The Firehose delivery flow operates every minute and streams the info towards the S3 bucket. The crawler is configured to operate every 10 minutes(you can also anytime run it manually through the system). Following the crawler has run, you can easily query your computer data via Athena. The after screenshot shows a test question you can look at when you look at the Athena Query Editor:
This question reveals that some users are operating into problems attempting to check always their loan stability. You are able to put up Amazon QuickSight to do more in-depth analyses and visualizations for this information. To get this done, finish the following actions:
- Through the system, launch Amazon QuickSight.
You can start with a free trial using Amazon QuickSight Standard Edition if you’re not already using QuickSight. You’ll want to offer a free account notification and name current email address. Along with selecting Amazon Athena as being an information source, remember to range from the S3 bucket where your discussion log data is saved (you will get the bucket title in your CloudFormation stack).
Normally it takes a few momemts setting up your account.
- As soon as your account is prepared, choose New analysis.
- Select Brand New information set.
- Select Anthena.
- Specify the info supply auto-loan-bot-logs.
- Select Validate connection and confirm connectivity to Athena.
- Select Create databases.
- Find the database that AWS Glue created (which include lexlogsdatabase into the title).
You can now include visualizations in Amazon QuickSight. To produce the 2 visualizations shown above, finish the following actions:
- Through the + include symbol at the top of the dashboard, select Add visual.
- Drag the intent field into the Y axis from the artistic.
- Include another visual by saying the initial two actions.
- In the 2nd visual, drag userid to your Group/Color industry well.
- To sort the visuals, drag requestid towards the Value field in each one of these.

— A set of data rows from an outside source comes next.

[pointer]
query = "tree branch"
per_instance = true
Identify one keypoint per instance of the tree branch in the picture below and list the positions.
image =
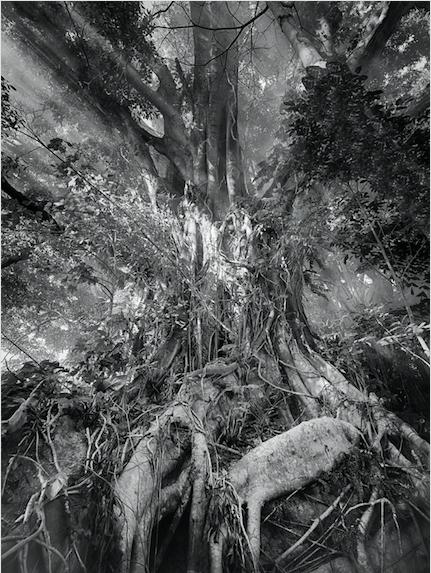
(307, 53)
(379, 32)
(32, 205)
(9, 261)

You are able to produce some extra visualizations to gain some insights into exactly how well your bot is doing. As an example, it is possible to assess exactly how efficiently your bot is giving an answer to your users by drilling on to the needs that dropped until the fallback intent. To achieve this, replicate the visualizations that are preceding replace the intent measurement with inputTranscript, and include a filter for missedUtterance = 1 ) The following graphs reveal summaries of missed utterances, and missed utterances by individual.

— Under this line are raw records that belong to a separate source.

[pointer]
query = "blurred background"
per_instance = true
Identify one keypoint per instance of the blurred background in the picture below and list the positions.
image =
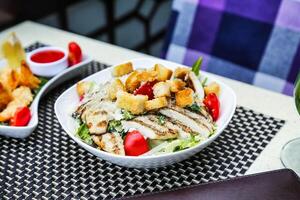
(257, 42)
(136, 24)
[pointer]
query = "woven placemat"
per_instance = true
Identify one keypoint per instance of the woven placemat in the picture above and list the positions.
(48, 164)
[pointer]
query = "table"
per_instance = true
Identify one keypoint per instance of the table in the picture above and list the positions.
(258, 99)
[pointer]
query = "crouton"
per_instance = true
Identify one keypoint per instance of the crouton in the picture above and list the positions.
(161, 89)
(133, 103)
(147, 76)
(5, 97)
(184, 97)
(9, 79)
(156, 103)
(122, 69)
(26, 77)
(115, 86)
(133, 81)
(212, 88)
(83, 87)
(22, 97)
(181, 72)
(176, 85)
(163, 72)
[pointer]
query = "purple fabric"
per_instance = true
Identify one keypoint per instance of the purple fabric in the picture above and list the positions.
(257, 42)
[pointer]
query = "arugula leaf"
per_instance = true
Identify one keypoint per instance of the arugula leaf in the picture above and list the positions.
(4, 124)
(196, 66)
(84, 133)
(42, 83)
(116, 126)
(161, 119)
(127, 115)
(194, 107)
(204, 82)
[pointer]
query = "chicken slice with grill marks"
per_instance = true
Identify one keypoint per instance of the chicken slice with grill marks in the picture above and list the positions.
(110, 142)
(150, 128)
(198, 117)
(186, 120)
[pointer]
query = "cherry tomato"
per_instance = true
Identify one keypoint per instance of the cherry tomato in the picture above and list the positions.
(146, 89)
(213, 105)
(75, 53)
(21, 117)
(135, 144)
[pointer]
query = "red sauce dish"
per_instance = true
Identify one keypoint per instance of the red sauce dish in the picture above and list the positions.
(47, 56)
(48, 61)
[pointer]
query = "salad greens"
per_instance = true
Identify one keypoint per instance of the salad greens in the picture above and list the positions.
(127, 115)
(170, 146)
(84, 134)
(161, 119)
(4, 124)
(196, 66)
(204, 82)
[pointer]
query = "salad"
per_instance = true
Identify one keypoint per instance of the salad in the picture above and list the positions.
(18, 85)
(146, 112)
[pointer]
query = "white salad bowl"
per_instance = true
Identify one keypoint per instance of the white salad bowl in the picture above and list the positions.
(25, 131)
(67, 102)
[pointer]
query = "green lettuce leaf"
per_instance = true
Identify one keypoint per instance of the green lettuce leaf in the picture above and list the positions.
(84, 133)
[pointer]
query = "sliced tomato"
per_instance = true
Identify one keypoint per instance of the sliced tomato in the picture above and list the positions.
(212, 103)
(75, 53)
(21, 117)
(135, 144)
(146, 89)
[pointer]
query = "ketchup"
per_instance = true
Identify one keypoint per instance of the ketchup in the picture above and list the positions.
(47, 56)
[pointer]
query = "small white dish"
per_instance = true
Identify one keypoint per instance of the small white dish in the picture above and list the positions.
(67, 101)
(25, 131)
(48, 69)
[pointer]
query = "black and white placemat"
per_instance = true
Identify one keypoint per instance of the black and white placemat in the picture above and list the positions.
(49, 165)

The after screen shot shows your term cloud visualization for missed utterances.
This type of visualization supplies a powerful view into exactly exactly how your users are getting together with your bot. In this instance, make use of this understanding to boost the current CheckBalance intent, implement an intent to simply help users put up automatic re payments, industry basic questions regarding your car finance solutions, and also redirect users to a sis bot that handles mortgage applications.

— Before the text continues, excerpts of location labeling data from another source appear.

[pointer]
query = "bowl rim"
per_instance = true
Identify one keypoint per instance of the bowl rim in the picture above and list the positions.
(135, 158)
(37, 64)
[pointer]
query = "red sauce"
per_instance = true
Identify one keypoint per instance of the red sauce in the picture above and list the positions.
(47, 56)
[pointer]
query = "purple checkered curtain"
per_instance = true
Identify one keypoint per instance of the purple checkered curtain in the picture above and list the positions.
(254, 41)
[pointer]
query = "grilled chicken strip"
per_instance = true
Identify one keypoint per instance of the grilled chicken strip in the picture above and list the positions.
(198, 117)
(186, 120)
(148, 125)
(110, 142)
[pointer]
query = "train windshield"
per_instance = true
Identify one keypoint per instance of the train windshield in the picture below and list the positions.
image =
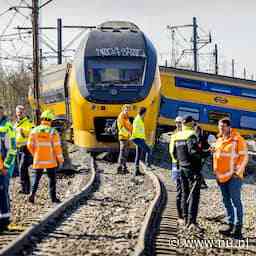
(117, 72)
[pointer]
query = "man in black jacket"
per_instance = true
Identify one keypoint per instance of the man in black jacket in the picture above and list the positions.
(187, 152)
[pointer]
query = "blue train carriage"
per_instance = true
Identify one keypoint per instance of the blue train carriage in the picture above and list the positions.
(207, 98)
(115, 64)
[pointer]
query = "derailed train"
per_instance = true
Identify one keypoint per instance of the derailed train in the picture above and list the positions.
(116, 64)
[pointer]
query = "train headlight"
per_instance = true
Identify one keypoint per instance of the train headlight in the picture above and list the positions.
(113, 91)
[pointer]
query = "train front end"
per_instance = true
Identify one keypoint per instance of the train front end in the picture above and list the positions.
(115, 64)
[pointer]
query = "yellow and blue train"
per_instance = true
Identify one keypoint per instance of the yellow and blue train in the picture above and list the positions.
(208, 98)
(115, 64)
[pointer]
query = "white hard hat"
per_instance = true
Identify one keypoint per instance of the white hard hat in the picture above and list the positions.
(178, 119)
(211, 139)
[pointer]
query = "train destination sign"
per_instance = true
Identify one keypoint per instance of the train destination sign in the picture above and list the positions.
(123, 52)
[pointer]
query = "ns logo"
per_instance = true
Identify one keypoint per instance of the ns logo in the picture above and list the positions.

Monitoring bot interactions is crucial in building effective interfaces that are conversational. It is possible to determine what your users want to achieve and just how to streamline their consumer experience. Amazon QuickSight in tandem with Amazon Lex conversation logs makes it simple to produce dashboards by streaming the discussion information via Kinesis information Firehose. It is possible to layer this analytics solution along with all of your Amazon Lex bots – give it a go!